Joe Johnston, of Fort William, is spending a few days here visiting his sister, Mrs. D. Kennedy.
Miss Clara Bradley, of Winnipegosis, spent the week-end here with Miss Gertrude Bradley, teacher of Mossey River School.
The mayor and alderman of Winnipegosis, were visitors to this burgh one day last week.
Mr. Simpson, of Winnipeg, was here lately paying the money for work done in this municipality. The Armstrong Trading Co.’s store was used as a paying office.
The first dance of the season came off in the Orange Hall on Friday last. It was well attended and all had an enjoyable time.
Alex. Cameron returned on Wednesday from a business trip to Dauphin.
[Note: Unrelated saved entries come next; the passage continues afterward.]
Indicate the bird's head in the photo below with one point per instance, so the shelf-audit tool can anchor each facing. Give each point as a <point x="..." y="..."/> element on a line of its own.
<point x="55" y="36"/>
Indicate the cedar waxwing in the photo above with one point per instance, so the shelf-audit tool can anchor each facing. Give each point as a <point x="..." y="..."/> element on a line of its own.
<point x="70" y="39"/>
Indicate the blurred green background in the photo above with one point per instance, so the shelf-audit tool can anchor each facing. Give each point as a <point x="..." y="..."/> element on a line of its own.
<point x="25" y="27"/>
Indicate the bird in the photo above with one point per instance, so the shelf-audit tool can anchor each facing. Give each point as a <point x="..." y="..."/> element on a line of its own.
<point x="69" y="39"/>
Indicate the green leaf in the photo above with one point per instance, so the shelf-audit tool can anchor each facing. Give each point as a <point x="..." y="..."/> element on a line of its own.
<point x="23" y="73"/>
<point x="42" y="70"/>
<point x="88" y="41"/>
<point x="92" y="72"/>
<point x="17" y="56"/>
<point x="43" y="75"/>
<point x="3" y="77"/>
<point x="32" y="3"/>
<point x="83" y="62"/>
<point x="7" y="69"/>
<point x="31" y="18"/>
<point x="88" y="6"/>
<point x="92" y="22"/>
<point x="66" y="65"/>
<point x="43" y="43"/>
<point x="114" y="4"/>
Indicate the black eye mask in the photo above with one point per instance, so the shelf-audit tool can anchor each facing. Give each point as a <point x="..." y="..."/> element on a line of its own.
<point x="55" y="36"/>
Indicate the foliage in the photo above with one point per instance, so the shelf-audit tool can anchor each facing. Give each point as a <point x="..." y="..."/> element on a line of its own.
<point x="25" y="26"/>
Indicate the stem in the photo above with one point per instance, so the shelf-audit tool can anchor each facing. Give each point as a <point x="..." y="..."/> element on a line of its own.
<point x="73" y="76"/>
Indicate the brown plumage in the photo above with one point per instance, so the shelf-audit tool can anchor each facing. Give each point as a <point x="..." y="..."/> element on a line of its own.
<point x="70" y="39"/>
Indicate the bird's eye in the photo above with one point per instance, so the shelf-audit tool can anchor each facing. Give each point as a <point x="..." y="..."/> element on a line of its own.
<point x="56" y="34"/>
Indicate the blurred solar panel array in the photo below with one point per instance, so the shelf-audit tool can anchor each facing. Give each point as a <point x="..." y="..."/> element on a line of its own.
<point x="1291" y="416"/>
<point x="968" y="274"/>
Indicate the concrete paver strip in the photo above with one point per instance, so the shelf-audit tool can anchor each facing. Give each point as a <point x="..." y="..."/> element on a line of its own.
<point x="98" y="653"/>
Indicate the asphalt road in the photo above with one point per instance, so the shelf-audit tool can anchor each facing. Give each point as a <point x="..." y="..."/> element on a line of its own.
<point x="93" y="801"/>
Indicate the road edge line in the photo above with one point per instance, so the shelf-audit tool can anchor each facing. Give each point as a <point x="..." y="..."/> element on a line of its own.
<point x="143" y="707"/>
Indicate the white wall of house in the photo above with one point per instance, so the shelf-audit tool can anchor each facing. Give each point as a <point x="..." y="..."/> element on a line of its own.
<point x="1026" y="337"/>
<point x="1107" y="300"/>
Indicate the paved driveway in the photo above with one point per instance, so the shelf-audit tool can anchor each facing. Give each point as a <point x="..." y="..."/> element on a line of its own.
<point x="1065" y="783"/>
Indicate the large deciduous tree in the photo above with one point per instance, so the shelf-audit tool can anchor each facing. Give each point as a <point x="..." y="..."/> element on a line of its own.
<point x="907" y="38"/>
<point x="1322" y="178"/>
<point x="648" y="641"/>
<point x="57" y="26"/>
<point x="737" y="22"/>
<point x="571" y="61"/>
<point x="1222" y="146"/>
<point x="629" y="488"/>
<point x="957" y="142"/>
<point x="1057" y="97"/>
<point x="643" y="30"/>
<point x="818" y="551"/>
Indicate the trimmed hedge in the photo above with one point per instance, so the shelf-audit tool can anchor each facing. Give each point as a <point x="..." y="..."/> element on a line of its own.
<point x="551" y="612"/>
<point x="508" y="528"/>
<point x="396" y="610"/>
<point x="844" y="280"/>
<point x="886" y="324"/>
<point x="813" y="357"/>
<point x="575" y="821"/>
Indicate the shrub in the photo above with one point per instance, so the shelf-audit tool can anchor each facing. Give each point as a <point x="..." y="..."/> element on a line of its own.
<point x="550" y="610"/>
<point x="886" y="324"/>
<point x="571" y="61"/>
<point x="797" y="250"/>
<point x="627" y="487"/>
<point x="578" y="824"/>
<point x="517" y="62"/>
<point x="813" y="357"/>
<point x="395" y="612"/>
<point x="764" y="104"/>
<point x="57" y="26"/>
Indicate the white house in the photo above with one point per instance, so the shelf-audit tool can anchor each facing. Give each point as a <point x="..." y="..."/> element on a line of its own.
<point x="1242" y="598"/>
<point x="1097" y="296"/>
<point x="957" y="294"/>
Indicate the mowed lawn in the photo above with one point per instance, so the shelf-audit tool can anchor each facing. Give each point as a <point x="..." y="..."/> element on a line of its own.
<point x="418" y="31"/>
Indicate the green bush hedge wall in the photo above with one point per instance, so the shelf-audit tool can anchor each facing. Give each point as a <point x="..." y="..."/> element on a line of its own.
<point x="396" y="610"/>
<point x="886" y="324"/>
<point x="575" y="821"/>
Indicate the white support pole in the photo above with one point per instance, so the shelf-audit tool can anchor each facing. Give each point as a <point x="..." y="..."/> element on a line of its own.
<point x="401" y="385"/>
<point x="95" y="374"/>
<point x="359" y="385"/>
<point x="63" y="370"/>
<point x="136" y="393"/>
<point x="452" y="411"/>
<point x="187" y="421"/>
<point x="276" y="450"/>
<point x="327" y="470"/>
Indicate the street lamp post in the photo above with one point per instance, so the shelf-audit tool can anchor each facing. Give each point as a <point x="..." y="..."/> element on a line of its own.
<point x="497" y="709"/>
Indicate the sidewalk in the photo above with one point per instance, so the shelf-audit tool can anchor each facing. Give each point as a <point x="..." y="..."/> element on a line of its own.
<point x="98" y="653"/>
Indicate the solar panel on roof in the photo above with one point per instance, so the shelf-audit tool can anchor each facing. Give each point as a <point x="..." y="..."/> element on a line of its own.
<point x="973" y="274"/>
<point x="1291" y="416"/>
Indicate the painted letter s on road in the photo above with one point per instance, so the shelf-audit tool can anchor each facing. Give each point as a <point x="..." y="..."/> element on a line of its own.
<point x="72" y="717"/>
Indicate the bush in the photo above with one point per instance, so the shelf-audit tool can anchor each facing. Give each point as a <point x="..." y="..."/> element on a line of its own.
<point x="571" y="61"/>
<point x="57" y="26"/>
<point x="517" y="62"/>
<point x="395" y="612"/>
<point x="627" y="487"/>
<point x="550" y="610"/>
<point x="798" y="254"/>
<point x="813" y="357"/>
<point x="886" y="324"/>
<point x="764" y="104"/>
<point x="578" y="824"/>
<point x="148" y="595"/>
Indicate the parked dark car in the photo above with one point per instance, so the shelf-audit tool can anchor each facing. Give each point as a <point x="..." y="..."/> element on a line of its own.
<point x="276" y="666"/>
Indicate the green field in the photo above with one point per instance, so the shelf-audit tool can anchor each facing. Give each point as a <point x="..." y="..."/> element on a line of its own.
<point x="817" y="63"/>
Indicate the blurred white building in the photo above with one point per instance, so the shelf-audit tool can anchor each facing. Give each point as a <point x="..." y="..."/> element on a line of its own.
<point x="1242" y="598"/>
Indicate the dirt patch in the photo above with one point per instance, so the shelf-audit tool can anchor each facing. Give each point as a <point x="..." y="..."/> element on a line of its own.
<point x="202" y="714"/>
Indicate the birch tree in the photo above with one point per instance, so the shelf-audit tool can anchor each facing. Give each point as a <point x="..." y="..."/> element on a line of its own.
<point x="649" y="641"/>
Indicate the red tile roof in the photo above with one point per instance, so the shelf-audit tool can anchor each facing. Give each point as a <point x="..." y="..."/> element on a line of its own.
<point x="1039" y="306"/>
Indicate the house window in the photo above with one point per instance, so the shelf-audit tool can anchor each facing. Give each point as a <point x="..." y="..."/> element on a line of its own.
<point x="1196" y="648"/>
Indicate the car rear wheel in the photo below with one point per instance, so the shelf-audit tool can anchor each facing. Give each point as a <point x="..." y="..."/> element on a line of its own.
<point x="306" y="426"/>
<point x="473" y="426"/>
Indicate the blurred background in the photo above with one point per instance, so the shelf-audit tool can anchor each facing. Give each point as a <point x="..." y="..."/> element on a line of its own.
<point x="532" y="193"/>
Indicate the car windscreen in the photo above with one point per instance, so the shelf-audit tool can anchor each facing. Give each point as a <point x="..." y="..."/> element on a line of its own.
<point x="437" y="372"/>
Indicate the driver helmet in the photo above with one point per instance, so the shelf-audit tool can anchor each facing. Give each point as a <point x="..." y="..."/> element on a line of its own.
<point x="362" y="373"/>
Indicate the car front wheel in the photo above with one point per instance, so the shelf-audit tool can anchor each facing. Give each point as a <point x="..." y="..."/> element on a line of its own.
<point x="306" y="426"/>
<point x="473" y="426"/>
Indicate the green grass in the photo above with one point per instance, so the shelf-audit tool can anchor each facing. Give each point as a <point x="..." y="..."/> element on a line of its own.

1914 Oct 22 – Winnipegosis

Our town is again assuming the even tenor of its way now that many of the fishermen are at the north end of the lake.
Mrs. P. McArthur has gone to the Pas to visit her daughter.
Inspector James made an inspection of the post office here last week. He stated that Postmaster Ketcheson had everything in good order.
J.W. McAuley took a carload of cattle to Winnipeg a few days ago.
Coun. F. Hechter was a Dauphin visitor in the early part of the week.
It is learned that there is every prospect of the township of swamp lads on the west of the town being thrown open for homesteading. Should the Dept. of the Interior consent to do this it will do much to help the development of the town. The land is good and with thrifty settlers on it would yield prolifle crops.
Mrs. W. Johnston has returned from Dauphin.
The sensation of late was the arrest of the man who had charge of the dredge here during the summer. He pleaded guilty and was let off on suspended sentence by the police magistrate at Winnipeg. It is learned that when the total of the goods taken was summed up to amounted to a large sum. The question now comes up, who was it that squealed, and did the squealer participate in the spoils. Yes, there is going to be further developments and one sensation is likely to follow another.